Other companies such as DressX and Auroboros have taken a different route. These companies have introduced digital clothing that can be embedded in your own personal photographs using AR. You can buy a virtual garment and change outfits in any photo to show it off. You can find almost anything in their stores, from semi-formal wear to outlandish fantasy outfits. According to DressX's founders, virtual clothing cuts waste and emissions by over 95%. These AR clothing companies initially weren’t invested in NFT and payments were made by fiat.
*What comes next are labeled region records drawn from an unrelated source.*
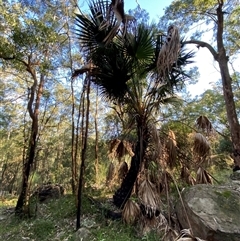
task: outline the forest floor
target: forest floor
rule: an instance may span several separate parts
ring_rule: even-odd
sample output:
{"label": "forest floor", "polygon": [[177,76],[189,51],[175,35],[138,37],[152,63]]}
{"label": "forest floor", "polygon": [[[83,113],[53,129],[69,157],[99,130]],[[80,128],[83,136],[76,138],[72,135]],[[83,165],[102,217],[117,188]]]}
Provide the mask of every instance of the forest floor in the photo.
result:
{"label": "forest floor", "polygon": [[[81,226],[90,231],[89,241],[161,240],[155,233],[139,235],[136,227],[124,224],[121,219],[107,219],[104,211],[99,209],[98,205],[94,205],[91,198],[88,197],[83,195]],[[91,195],[91,197],[93,196]],[[97,199],[98,203],[105,208],[113,208],[110,198],[98,196]],[[14,214],[16,200],[16,197],[11,196],[0,199],[0,240],[82,240],[76,232],[76,202],[73,195],[66,194],[59,199],[36,203],[30,210],[31,213],[34,213],[34,217],[21,219]]]}

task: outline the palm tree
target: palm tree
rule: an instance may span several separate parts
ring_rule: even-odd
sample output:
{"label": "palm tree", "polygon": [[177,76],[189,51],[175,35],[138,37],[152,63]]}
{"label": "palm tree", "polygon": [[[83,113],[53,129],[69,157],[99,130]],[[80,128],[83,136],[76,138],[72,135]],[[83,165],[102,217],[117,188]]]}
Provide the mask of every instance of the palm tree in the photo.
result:
{"label": "palm tree", "polygon": [[[126,105],[135,122],[135,154],[128,174],[113,197],[115,205],[123,208],[140,167],[150,158],[148,153],[157,155],[156,146],[150,145],[154,136],[154,115],[161,104],[176,99],[174,91],[189,78],[183,67],[191,62],[193,53],[182,50],[176,27],[169,27],[164,36],[154,25],[129,24],[126,19],[133,18],[125,17],[122,6],[124,27],[121,28],[117,9],[112,11],[113,2],[116,1],[94,0],[89,4],[89,14],[77,14],[76,31],[87,61],[75,75],[87,71],[102,96]],[[123,5],[123,1],[119,3]]]}

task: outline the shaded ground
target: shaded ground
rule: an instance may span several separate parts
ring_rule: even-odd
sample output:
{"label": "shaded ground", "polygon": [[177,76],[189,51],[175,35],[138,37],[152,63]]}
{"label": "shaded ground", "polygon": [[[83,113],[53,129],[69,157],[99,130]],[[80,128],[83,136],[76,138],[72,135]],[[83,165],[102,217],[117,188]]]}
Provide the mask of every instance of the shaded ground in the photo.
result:
{"label": "shaded ground", "polygon": [[[98,199],[102,207],[113,210],[109,199]],[[126,226],[121,220],[105,217],[104,209],[99,209],[91,199],[83,199],[82,226],[92,234],[91,241],[137,241],[159,240],[154,233],[148,237],[139,237],[138,230]],[[76,208],[75,198],[65,195],[62,198],[49,200],[46,203],[33,205],[31,212],[35,217],[18,219],[14,215],[14,200],[9,203],[0,202],[0,237],[4,241],[75,241]],[[113,210],[114,211],[114,210]]]}

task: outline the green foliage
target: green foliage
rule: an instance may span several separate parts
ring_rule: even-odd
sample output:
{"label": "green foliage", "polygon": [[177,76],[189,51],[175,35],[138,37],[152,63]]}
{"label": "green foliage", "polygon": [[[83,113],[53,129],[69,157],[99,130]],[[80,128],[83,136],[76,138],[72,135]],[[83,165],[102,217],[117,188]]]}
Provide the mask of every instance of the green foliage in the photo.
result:
{"label": "green foliage", "polygon": [[[97,193],[95,192],[95,195]],[[5,213],[6,207],[0,207],[0,236],[6,241],[34,239],[36,241],[74,240],[75,236],[75,197],[66,195],[60,199],[38,204],[37,216],[30,219],[18,219]],[[11,206],[10,206],[11,207]],[[96,241],[157,241],[155,233],[141,236],[135,227],[127,226],[122,221],[111,221],[103,216],[90,199],[83,195],[83,225],[91,226],[90,232]]]}

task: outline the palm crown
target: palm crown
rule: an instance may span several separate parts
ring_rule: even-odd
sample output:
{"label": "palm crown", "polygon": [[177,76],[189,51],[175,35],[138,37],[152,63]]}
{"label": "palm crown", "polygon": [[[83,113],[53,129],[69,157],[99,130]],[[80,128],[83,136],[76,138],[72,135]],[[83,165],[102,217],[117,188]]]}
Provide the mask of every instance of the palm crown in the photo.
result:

However, DressX got involved in the NFT space, opening a virtual store in Decentraland in August, and Auroboros plans to launch an NFT collection next year. The use of NFTs in this market will go mainstream sooner rather than later.
Enter Nike and Adidas
Now, let's move on to the big news from this week. RTFKT is a small startup founded in 2020 by three friends with the idea of producing collectible NFT sneakers, as well as other virtualized items and art. The company recently launched the CloneX avatar project in collaboration with famed artist Takashi Murakami. The collection of 3D avatars is fully integrated into virtual reality and, in just a few weeks, has amassed over $70 million USD in trading volume.
Another of their hits was a shoe collection in collaboration with CryptoPunks, which netted more than $3 million USD in sales in early 2021.
Although RTFKT had developed a sizable following within the NFT and design community, it was basically unknown within the world of “normie” finance. On December 13, Nike announced that it had acquired RTFKT. Although the plans for the purchase have not been disclosed, it is clear that Nike will leverage the team's skills to develop NFT and augmented reality wearables, saving Nike technical hassles in its early steps into the blockchain.
“We’re acquiring a very talented team of creators with an authentic and connected brand. Our plan is to invest in the RTFKT brand, serve and grow their innovative and creative community and extend Nike’s digital footprint and capabilities,” wrote John Donahoe, President of Nike, Inc.
But Nike wasn’t first to market. On December 2, Adidas announced a major collaboration with some of the biggest NFT brands—CryptoPunks and Bored Yacht Ape Club. Subsequently, the account changed its profile picture to an Ape dressed in a promotional jacket.
Minting of its 20,000-piece Early Access collection took place on December 17 for 0.2ETH, but it was troubled by a number of issues, including failed transactions resulting in significant losses in gas fees. A second sale of 9,620 pieces open to anyone took place later that day.
By the end of the day, Adidas had generated $23 million USD in selling JPEGs that opened the door to acquiring both metaverse and IRL clothing.
While it may never be possible to wear a garment made of computer code (although never say never), it is clear that fashion is making its way into virtual worlds and adopting NFTs as the medium of delivery and transacting. We expect that the integration between blockchain, AR, metaverses and physical reality will improve rapidly with increased competition and new entrants into the market.